Dennis also told the audience that the NPRM rules have been published and is over 500 pages long. A few areas were not discussed but are important, such as the rules regarding incentive compensation and safe harbors. He encouraged everyone to get to know them and comment. He emphasized that USDE reviews all comments submitted.
Randy Rock (Educational Compliance Management) told the audience that schools who receive Title IV funds will be required to have a website up by July and must publish the cost of each textbook (by course) on the site.
Dominick Bonomolo (USA Beauty School) briefed the Council and audience on the recent raid by USDOE officials at the school. He stated that the NY Post ran an article that contained incorrect information. For example, the Post claimed that the school officials declined to comment, however Dominick stated that no schools officials were available to comment. He also stated that the 25 federal officials were at the school for over eight hours, claimed to have a search warrant, but never showed it to anyone. He also stated that the federal officials took more than 36 boxes of original records and took mug shots of all of the school personnel, and claims that there were numerous human rights violations.
Anthony Fragomeni (Empire Beauty School, and co-chair of American Association of Cosmetology Schools’ Government Relations Committee) gave input into the background of James Kvaal – Bob Shireman’s replacement. Anthony stated that Mr. Kvaal has a long history as an education policy advisor under the Clinton administration, Sen. Paul Simon, and Chairman Miller. AACS considers him a hands-on advisor, who takes time to learn about issues and considers him a tough but fair administrator, and looks forward to working with him.

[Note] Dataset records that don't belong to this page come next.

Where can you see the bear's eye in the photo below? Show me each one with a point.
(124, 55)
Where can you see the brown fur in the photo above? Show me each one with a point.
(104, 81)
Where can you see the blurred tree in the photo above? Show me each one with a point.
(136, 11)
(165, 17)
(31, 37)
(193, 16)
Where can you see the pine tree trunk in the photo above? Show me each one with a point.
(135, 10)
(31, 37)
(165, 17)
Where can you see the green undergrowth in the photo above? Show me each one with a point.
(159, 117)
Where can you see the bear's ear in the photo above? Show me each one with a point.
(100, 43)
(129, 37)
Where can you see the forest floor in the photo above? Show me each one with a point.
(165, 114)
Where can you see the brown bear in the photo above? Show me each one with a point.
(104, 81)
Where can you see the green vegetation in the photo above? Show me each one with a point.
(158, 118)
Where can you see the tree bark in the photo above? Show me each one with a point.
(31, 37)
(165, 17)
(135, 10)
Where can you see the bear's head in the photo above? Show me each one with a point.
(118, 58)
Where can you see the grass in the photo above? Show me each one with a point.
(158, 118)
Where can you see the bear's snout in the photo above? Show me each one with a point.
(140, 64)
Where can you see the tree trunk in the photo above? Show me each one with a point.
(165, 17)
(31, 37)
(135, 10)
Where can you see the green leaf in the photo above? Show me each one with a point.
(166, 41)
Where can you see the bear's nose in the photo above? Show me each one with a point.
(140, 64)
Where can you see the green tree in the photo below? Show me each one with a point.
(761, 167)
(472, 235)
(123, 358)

Anthony also stated that S7906 is a travesty and it’s embarrassing that any legislator would introduce this as legislation. He reiterated what Dennis Cariello mentioned – that NPRM supports BPSS policies currently in place, and he believes that it’s incumbent upon the Council to oppose the bill in some way.
Anthony went on to state that the NPRM high school diploma/GED® issue is designed to weed out high school diploma mills. However, when fewer GEDs are available, more people turn to illegitimate high school diplomas. He encouraged SED and the Council to find out how more GED® test sites can be made available.

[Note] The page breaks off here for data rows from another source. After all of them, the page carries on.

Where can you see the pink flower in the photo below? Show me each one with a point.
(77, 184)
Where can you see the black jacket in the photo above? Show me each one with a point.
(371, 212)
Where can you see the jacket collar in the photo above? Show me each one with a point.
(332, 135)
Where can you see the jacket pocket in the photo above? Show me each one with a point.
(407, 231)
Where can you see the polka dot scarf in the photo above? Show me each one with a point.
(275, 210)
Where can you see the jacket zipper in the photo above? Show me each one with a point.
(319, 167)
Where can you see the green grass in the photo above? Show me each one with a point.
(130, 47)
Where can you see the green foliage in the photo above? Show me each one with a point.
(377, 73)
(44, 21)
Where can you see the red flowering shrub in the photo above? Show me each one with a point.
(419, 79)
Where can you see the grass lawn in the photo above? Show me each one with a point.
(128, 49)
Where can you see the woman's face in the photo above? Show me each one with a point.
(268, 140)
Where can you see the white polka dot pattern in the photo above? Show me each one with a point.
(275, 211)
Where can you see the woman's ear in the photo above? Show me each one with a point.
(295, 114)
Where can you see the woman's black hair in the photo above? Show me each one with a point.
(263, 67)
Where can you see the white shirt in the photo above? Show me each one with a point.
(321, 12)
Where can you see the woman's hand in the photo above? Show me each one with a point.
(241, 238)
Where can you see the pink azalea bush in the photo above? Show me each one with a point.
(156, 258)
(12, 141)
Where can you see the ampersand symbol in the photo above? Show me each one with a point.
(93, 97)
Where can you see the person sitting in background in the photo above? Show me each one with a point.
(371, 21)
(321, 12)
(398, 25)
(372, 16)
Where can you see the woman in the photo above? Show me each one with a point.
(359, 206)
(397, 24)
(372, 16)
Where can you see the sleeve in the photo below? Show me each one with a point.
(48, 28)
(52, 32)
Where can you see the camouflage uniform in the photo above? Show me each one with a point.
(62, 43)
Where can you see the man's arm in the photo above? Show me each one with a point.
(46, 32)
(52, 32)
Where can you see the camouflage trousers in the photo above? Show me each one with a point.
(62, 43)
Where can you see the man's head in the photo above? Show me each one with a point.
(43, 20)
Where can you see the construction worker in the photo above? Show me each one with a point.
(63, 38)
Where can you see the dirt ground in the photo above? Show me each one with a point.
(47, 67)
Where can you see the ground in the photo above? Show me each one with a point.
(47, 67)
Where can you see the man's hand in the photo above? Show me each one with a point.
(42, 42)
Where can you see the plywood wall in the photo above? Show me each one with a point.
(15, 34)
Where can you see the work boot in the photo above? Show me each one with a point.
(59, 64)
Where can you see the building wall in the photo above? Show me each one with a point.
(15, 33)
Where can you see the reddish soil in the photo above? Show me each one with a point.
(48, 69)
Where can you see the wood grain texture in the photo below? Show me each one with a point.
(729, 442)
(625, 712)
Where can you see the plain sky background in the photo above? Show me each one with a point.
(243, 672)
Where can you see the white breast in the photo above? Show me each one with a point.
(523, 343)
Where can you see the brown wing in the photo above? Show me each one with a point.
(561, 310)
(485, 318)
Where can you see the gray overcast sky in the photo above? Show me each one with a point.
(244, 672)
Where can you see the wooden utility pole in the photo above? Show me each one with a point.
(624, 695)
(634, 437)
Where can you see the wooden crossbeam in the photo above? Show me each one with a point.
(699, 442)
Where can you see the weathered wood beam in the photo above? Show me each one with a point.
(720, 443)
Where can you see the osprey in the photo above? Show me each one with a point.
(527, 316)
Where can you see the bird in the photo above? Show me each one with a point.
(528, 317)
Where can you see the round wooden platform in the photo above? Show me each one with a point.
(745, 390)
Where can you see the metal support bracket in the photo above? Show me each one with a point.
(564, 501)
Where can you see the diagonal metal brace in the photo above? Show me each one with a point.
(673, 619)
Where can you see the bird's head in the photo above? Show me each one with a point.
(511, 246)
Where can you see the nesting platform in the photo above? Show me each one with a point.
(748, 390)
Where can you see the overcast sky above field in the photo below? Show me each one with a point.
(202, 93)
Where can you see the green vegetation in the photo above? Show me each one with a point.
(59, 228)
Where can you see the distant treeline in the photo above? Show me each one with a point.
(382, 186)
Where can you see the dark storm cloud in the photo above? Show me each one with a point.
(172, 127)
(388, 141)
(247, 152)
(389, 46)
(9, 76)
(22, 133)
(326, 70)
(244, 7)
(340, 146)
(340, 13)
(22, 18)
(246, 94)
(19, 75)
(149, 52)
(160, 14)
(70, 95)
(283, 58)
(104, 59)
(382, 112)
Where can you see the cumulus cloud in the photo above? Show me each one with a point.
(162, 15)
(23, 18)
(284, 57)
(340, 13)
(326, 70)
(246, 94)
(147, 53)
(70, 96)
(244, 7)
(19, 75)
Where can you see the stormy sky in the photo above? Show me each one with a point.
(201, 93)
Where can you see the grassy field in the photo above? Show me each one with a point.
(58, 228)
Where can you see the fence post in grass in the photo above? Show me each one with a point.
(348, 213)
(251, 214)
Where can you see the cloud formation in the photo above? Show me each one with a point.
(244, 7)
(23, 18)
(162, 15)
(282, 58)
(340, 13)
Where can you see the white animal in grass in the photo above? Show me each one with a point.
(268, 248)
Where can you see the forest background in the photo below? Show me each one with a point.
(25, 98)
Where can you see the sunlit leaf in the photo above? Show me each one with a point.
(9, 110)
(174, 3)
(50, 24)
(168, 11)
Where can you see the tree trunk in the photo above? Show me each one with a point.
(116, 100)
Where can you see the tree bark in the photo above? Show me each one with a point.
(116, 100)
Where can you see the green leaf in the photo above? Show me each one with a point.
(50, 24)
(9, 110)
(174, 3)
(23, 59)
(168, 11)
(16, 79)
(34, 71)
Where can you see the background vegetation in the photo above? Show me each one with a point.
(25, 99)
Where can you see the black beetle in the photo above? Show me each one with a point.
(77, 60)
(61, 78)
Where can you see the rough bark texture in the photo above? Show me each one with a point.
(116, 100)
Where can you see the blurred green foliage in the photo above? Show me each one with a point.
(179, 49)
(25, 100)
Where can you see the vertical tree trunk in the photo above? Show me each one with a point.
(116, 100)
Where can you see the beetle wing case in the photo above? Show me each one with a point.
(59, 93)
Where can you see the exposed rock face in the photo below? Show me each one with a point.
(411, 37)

Jay Fund (Hunter Business School) encouraged the Council to continue to talking about the good schools in the industry.
Mike Hatten suggested that the school associations do school bios and pass them on to key legislators.
Carole Yates agreed that it is always nicer to hear good stories and complemented Institute of Audio Research for a great catalog submission.
Mike Hatten stated that the Council very much appreciates schools that host meetings, which in turn, gives them the opportunity to show off their facility and programs.
Christopher Felder (Long Island Barber School) stated that Milady is scheduled to release their new Barber textbook on 7/1/10, which will include additional infection control topics, and plans to do so with their other textbooks in the future.
Ray Testa stated that he’s involved with 23 state regulatory agencies and that this Advisory Council is doing a remarkable job of bringing regulatory agencies together with schools to discuss issues, and it’s reflected in the present audience, which appears to be overwhelmingly supportive of BPSS’ work and that of the Council. He also commented that without stringent rules, there would be anarchy in this sector and that negative topics must be discussed in order to take appropriate measures to keep that from happening.
Mike Hatten thanked the David, Jim, and Sonny from the New York Film Academy for filming the first session.
With no additional comments from the Council or floor, Mike stated that the next meeting will be scheduled in Albany in October at a date and time to be announced.
The meeting was adjourned at 1:30 pm.